Simulation of elastic wave propagation across fractures using a nodal discontinuous Galerkin method—theory, implementation and validation

Abstract

SUMMARY An existing nodal discontinuous Galerkin (NDG) method for the simulation of seismic waves in heterogeneous media is extended to media containing fractures with various rheological behaviour. Fractures are treated as 2-D surfaces where Schoenberg’s linear slip or displacement discontinuity condition is applied as an additional boundary condition to the elastic wave equation which is in turn implemented as an additional numerical flux within the NDG formulation.

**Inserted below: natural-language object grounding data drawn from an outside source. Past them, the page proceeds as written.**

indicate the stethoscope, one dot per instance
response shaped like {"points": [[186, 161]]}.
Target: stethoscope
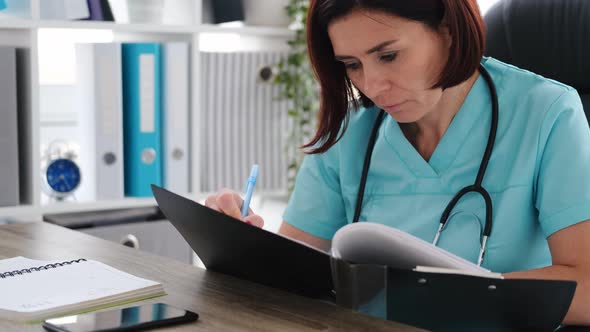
{"points": [[475, 187]]}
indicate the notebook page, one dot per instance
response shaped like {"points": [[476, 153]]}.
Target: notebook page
{"points": [[19, 263], [63, 285]]}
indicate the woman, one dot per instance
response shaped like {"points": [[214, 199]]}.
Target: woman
{"points": [[421, 63]]}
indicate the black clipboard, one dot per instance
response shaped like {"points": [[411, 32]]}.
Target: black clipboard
{"points": [[232, 247], [434, 301], [453, 302]]}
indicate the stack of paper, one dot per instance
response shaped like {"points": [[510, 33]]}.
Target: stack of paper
{"points": [[34, 290]]}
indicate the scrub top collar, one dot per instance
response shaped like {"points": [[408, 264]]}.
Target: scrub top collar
{"points": [[477, 104]]}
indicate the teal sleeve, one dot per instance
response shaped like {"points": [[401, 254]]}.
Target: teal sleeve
{"points": [[316, 205], [563, 161]]}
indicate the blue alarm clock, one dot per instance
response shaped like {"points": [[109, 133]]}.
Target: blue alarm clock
{"points": [[63, 176], [61, 173]]}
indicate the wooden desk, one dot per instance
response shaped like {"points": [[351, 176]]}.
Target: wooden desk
{"points": [[224, 303]]}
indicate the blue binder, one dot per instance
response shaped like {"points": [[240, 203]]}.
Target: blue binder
{"points": [[142, 118]]}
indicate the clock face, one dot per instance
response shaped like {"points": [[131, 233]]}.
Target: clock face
{"points": [[63, 175]]}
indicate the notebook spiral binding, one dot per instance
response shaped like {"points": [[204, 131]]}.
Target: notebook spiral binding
{"points": [[39, 268]]}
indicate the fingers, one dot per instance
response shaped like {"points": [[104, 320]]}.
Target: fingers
{"points": [[211, 202], [254, 220], [230, 203]]}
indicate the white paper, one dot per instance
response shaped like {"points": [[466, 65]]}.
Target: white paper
{"points": [[372, 243], [62, 285]]}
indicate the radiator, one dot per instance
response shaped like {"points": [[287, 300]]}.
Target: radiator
{"points": [[242, 122]]}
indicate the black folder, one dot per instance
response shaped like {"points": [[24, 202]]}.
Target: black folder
{"points": [[232, 247], [434, 301]]}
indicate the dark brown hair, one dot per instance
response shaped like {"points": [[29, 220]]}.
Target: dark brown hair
{"points": [[461, 17]]}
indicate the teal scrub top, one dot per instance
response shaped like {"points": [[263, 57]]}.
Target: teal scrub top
{"points": [[538, 175]]}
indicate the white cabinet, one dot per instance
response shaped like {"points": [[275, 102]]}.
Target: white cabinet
{"points": [[181, 20]]}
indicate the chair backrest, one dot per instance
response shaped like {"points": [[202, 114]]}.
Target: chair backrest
{"points": [[548, 37]]}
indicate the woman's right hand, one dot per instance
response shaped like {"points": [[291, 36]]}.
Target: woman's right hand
{"points": [[230, 202]]}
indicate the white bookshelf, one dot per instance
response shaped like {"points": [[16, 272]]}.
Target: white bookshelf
{"points": [[25, 31]]}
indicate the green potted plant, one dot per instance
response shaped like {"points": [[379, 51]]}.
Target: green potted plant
{"points": [[299, 88]]}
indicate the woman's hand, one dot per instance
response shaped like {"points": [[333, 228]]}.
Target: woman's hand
{"points": [[229, 202]]}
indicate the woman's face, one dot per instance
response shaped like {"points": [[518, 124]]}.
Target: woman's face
{"points": [[391, 60]]}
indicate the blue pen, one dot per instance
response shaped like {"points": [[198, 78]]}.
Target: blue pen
{"points": [[249, 189]]}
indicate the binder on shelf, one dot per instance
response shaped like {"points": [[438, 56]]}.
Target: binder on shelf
{"points": [[441, 300], [95, 9], [119, 10], [9, 142], [107, 13], [108, 120], [142, 118], [176, 71], [64, 9]]}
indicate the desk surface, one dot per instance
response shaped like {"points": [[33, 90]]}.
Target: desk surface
{"points": [[224, 303]]}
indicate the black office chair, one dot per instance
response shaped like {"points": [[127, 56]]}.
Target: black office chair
{"points": [[548, 37]]}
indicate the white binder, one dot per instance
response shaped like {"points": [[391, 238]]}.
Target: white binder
{"points": [[176, 101], [9, 172], [64, 9], [108, 100]]}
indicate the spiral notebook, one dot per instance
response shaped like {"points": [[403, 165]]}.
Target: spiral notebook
{"points": [[32, 290]]}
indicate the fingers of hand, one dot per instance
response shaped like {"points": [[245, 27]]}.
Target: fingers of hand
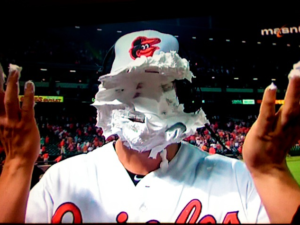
{"points": [[267, 109], [291, 107], [27, 110], [11, 99]]}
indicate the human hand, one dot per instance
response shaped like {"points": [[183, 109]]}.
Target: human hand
{"points": [[19, 133], [274, 133]]}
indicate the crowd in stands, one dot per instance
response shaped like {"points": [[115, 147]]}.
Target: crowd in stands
{"points": [[67, 137]]}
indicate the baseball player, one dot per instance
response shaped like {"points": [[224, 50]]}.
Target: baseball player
{"points": [[148, 174]]}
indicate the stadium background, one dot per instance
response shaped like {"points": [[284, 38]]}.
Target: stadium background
{"points": [[61, 46]]}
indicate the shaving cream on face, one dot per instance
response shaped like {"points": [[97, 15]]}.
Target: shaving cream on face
{"points": [[146, 86]]}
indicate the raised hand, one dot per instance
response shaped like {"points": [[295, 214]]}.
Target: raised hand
{"points": [[20, 138], [19, 133], [266, 147]]}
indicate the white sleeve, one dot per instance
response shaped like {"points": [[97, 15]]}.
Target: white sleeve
{"points": [[254, 208], [40, 203]]}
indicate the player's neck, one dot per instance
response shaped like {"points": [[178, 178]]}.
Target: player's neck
{"points": [[140, 163]]}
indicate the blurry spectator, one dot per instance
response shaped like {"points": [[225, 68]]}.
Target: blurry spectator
{"points": [[42, 141], [78, 147], [46, 157], [47, 139]]}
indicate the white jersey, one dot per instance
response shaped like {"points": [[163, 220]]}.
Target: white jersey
{"points": [[197, 187]]}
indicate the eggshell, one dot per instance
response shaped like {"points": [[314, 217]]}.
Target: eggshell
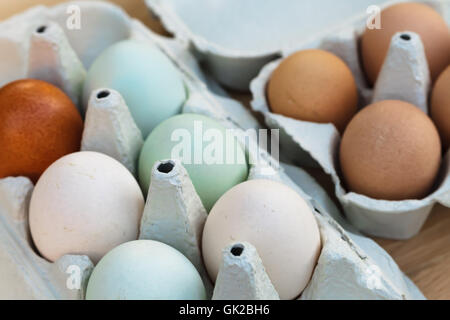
{"points": [[211, 180], [314, 85], [145, 270], [415, 17], [38, 125], [391, 150], [277, 222], [85, 203], [148, 81], [440, 106]]}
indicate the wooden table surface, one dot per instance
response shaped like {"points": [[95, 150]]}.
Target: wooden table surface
{"points": [[424, 258]]}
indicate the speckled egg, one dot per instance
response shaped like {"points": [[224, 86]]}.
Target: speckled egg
{"points": [[148, 81], [85, 203], [38, 125], [187, 137], [277, 222], [145, 270]]}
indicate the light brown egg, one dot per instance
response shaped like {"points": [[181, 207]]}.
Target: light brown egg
{"points": [[316, 86], [390, 150], [414, 17], [38, 125], [440, 107]]}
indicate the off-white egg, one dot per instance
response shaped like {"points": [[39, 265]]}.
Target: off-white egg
{"points": [[85, 203]]}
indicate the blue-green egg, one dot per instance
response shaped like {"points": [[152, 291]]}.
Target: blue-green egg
{"points": [[214, 160], [152, 87]]}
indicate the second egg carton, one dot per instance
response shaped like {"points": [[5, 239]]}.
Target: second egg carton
{"points": [[404, 76], [37, 44]]}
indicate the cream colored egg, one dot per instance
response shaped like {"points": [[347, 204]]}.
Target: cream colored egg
{"points": [[277, 221], [85, 203]]}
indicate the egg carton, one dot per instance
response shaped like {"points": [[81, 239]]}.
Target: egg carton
{"points": [[234, 54], [404, 76], [350, 266]]}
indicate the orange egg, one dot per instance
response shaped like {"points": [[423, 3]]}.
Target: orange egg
{"points": [[440, 106], [414, 17], [316, 86], [391, 150], [38, 125]]}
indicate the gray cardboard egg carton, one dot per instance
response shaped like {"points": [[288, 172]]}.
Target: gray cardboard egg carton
{"points": [[404, 76], [350, 266]]}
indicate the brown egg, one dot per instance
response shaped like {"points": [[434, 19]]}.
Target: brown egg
{"points": [[38, 125], [440, 106], [390, 150], [316, 86], [415, 17]]}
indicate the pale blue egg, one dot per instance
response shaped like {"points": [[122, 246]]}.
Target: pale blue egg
{"points": [[148, 81], [145, 270]]}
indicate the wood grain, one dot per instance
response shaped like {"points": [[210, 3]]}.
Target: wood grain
{"points": [[424, 258]]}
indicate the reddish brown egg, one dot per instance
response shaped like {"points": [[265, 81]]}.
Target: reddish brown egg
{"points": [[414, 17], [38, 125], [391, 150], [440, 106], [316, 86]]}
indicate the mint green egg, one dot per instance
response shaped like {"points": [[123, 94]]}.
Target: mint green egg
{"points": [[180, 138], [152, 87], [145, 270]]}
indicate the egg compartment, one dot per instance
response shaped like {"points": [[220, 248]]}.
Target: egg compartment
{"points": [[234, 55], [404, 76], [350, 265]]}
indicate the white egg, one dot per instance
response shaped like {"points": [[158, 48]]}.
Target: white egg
{"points": [[85, 203], [145, 270]]}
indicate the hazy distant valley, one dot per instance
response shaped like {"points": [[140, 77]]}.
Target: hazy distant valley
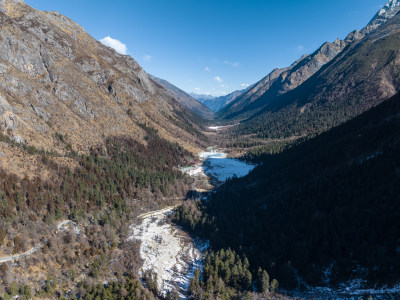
{"points": [[116, 184]]}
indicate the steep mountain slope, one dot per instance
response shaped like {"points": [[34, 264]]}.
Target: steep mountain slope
{"points": [[57, 80], [185, 99], [360, 77], [216, 104], [326, 209], [85, 136], [280, 81], [387, 12]]}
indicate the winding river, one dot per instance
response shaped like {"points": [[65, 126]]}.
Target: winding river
{"points": [[166, 249]]}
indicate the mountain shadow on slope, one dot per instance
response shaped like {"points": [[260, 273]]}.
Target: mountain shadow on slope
{"points": [[326, 210]]}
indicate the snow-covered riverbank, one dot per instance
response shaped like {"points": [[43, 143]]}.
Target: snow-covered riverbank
{"points": [[167, 251], [165, 248]]}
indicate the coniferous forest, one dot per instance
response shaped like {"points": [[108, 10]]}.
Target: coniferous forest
{"points": [[329, 204]]}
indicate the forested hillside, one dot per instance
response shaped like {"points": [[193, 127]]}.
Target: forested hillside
{"points": [[326, 210], [360, 77]]}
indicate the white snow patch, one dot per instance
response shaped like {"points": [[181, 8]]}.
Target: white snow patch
{"points": [[219, 166], [167, 251]]}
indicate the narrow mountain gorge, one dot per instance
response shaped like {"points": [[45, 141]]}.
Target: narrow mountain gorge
{"points": [[116, 184]]}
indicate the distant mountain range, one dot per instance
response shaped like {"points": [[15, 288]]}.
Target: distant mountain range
{"points": [[185, 99], [217, 103], [323, 89]]}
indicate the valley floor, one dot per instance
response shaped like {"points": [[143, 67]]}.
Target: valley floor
{"points": [[165, 248]]}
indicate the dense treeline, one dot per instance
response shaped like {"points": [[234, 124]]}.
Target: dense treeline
{"points": [[108, 188], [226, 275], [123, 169], [326, 209]]}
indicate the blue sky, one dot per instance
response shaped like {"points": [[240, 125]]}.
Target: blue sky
{"points": [[216, 46]]}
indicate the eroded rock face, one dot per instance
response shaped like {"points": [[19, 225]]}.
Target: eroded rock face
{"points": [[281, 81], [55, 78], [391, 8]]}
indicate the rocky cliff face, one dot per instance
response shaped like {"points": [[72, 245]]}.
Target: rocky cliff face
{"points": [[184, 99], [55, 79], [280, 81]]}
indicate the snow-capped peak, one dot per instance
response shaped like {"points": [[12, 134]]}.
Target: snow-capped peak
{"points": [[387, 12]]}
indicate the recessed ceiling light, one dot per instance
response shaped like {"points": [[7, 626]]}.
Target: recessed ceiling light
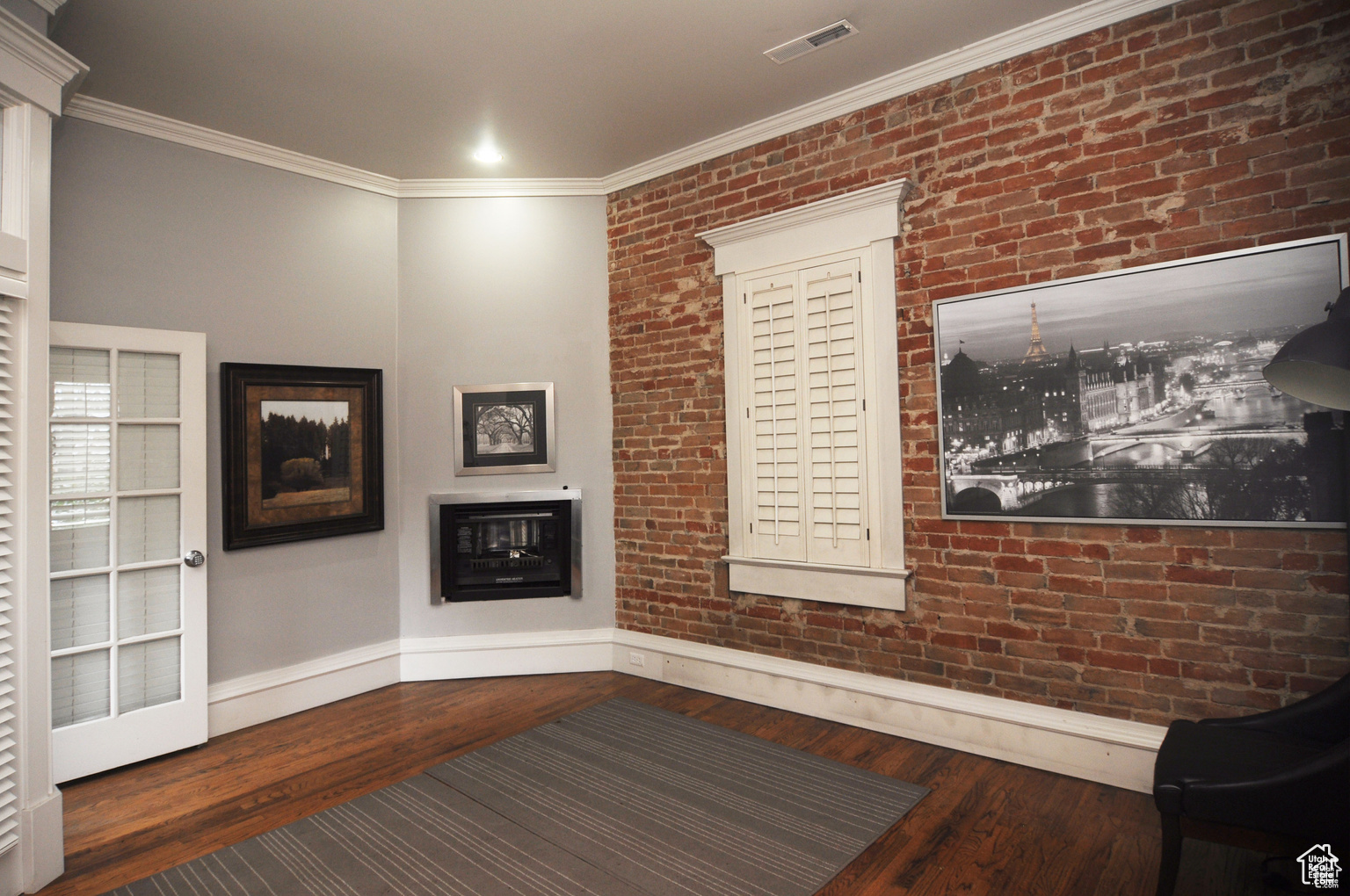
{"points": [[813, 40], [488, 154]]}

Explicit expressions for the new numerical flux are derived by considering the Riemann problem for the elastic wave equation at fractures with varying rheologies. In all cases, we obtain further first order differential equations that fully describe the temporal evolution of the particle velocity jump at the fracture. Our flux formulation allows to separate the effect of a fracture from flux contributions due to simple welded interfaces enabling us to easily declare element faces as parts of a fracture. We make use of this fact by first generating the numerical mesh and then building up fractures by selecting appropriate element faces instead of adjusting the mesh to pre-defined fracture surfaces. The implementation of the new numerical fluxes into NDG is verified in 1-D by comparison to an analytical solution and in 2-D by comparing the results of a simulation valid in 1-D and 2-D. Further numerical examples address the effect of fracture systems on seismic wave propagation in 1-D and 2-D featuring effective anisotropy and coda generation. Finally, a study of the reflective and transmissive behaviour of fractures indicates that reflection and transmission coefficients are controlled by the ratio of signal frequency and relaxation frequency of the fracture.